Industrialised nations are reluctant to accept migrants from developing economies such as nurses and IT workers as part of proposals under the General Agreement on Trade in Services, or GATS, saying they fear the workers might overstay.
But a 218-page report by three World Bank economists said that as women were less likely to overstay than men, the rich nations could hire them for a start.
"It's quite an innovative proposal but requires more rigorous research," Mirja Sjoblom, one of the authors of the study with the bank's development research group, told AFP.
The report released last week also described fears of host countries that migrants from developing economies might overstay as "highly exaggerated."
Host-country governments could impose strict regulations that would "dramatically" reduce the likelihood of overstaying, including forbidding foreign firms whose employees fail to leave when their contract expires or levying large fines on the errant firms, the study said.
Under negotiations on the so called "Mode IV" of the GATS at the Doha Round of the World Trade Organisation, developing nations have been pushing for an ambitious plan for more of their nationals to enter higher-wage developed countries as service providers on a temporary basis.
But the negotiations have not advanced so far because the rich host countries maintain migrants might overstay.
The World Bank study said however that the move in the WTO "might constitute a powerful mechanism for the empowerment of women."
Demand for services
Developed countries' demand for a number of services that are traditionally intensive in female labour is growing rapidly and include domestic service as nannies or maids, and work as nurses in health care centres and in private homes, the report said.
Three advantages were cited in exporting female rather than male labour intensive services:
Women tend to be more attached to their family and are therefore more likely than men to return home at the end of the contract period.
The types of jobs that are intensive in female migrant labour, such as nannies and maids, are likely to enable the more educated native-born women in the destination countries to enter the labour force.
Female migrants themselves would benefit under the "mode IV" arrangement as compared to the standard temporary migration agreements, reducing the likelihood of their abuse by employers.
The study said an "experiment" promoting the temporary migration of workers in female-intensive services could prove to be a useful way to test how well the policy works.
"Trade in male worker-intensive services under Mode IV might be considered at a later stage," it said.
Liberalising trade in services is a key goal of the current Doha Development round of WTO talks aimed at making the international trading system generate more benefits to developing countries.

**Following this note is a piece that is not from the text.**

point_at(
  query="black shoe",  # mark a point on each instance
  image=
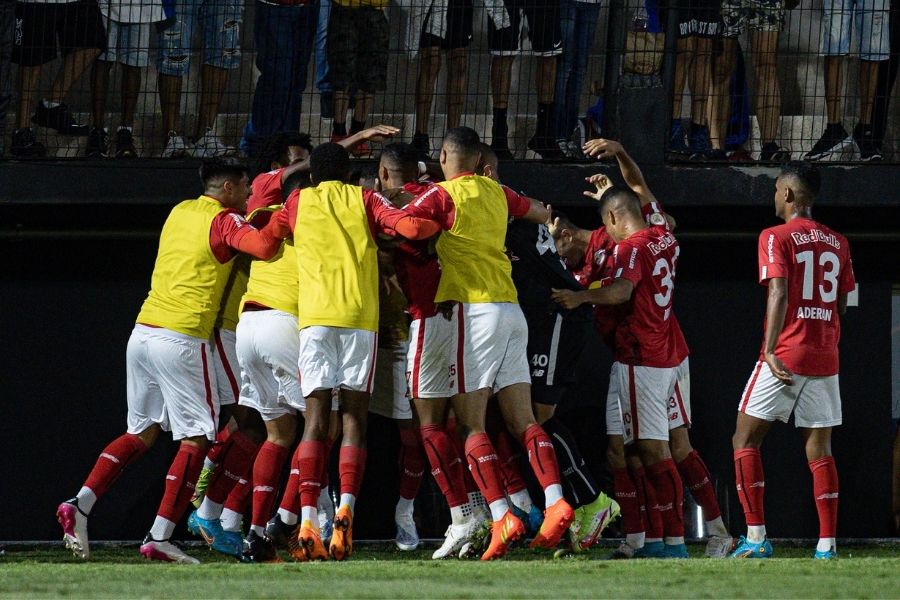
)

One study estimates that, if the OECD rich countries admitted enough migrants to increase their labour forces by three per cent, global GDP would rise by about $150bn to $350bn.
This is far more than what the developing nations get from the so-called Official Development Assistance of the rich nations.
But some experts warned of a brain drain in developing nations if GATS made it easier for service providers to cross borders and if some of these professional migrants stayed abroad.